Guess who is going to get pulled into court when someone's taxes get screwed up and the IRS comes after them?


> the IRS doesn't consider accidental mistakes as fraud. A case for intention has to be made before the IRS actually charges you with a crime.

It's relatively easy to screw up your taxes by misentering a number into the paid software as well. The various guarantees the paid software people offer don't cover this sort of situation. I don't think this is really a factor.


Do you think if that happened while using Intuit software, they are going to pull intuit into court? When you prepare your taxes using software, it all looks the same once the IRS receives it. It will show up as self prepared. If you pay a CPA to do it, then they also sign the return. But in either case, you will be responsible for underpaying your taxes and will have to make up the difference. I doubt any of the software companies offer any kind of guarantee.


The big tax companies do offer some guarantees of the accuracy of their calculations.

Which is probably not the kind of mistake you’ll have on your taxes anyway. Basic arithmetic is easy. And if you do make these mistakes it’s not likely the IRS does anything more than correcting it.
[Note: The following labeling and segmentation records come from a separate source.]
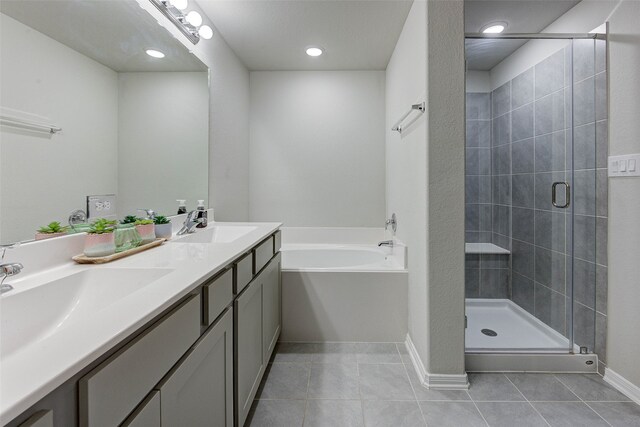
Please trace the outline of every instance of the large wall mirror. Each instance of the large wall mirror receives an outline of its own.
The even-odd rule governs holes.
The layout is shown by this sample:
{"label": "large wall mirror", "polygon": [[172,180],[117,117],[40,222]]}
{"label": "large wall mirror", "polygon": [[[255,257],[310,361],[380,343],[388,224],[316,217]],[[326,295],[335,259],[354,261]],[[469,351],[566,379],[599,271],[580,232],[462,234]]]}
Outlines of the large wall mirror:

But it’s more than no guarantee.

Also they do provide human support.


As far as I know, all the tax software tells you you are responsible in the end.


Obviously not, that’s why I specified tax software.


Open source can be paid.


No it can’t.


Keka[1] and Textual[2] are both open-source and you can pay for them on the Mac App Store or direct purchase. The former gives you compiled builds either way; the latter only if you pay.

[1]: https://github.com/aonez/Keka

[2]: https://github.com/Codeux-Software/Textual


I bought my first Linux distro in a box on a shelf in a store.


Be serious.


I am serious. And Red Hat had $3.4 billion in revenue the year it was acquired. There are plenty of people getting paid to write open source software. The top contributors to open source projects are frequently for-profit companies. Open source != hobbyist.

There’s nothing about paid software development that requires source code to be kept private.


Their customers aren’t paying for the software.


They do make a lot of money from value add services, but in some cases, yes they absolutely are paying for software. This is fairly common when people want features/updates that don’t yet exist.


That’s paying for the development of the software.


Paid software like Turbotax has hand-holding via the web interface or helpline chat over the app. Tech support is included in the price.


If it were open source, then somebody else could repackage it and sell it themselves.


Equifax controls as much of our lives as tax software. Possibly more. And there are no penalties for screwing up repeatedly.


What’s your point?


Obligatory reminder that libre software need not be $0.


excel1040.com appears to be down.


Tax attorney here, these are great resources and should be encouraged. A lot of folks (looking at you, Intuit) spend a lot of money to make a lot more keeping a lock on the market.

These kinds of initiatives don't get everyone all the way there (see: other comments about edge cases) but they can go a long way towards educating folks about what filing looks like -- and at least some of them will give it a go themselves.

tldr: good post


Unhappy with turbotax I have been using freetaxusa for many years which is also free.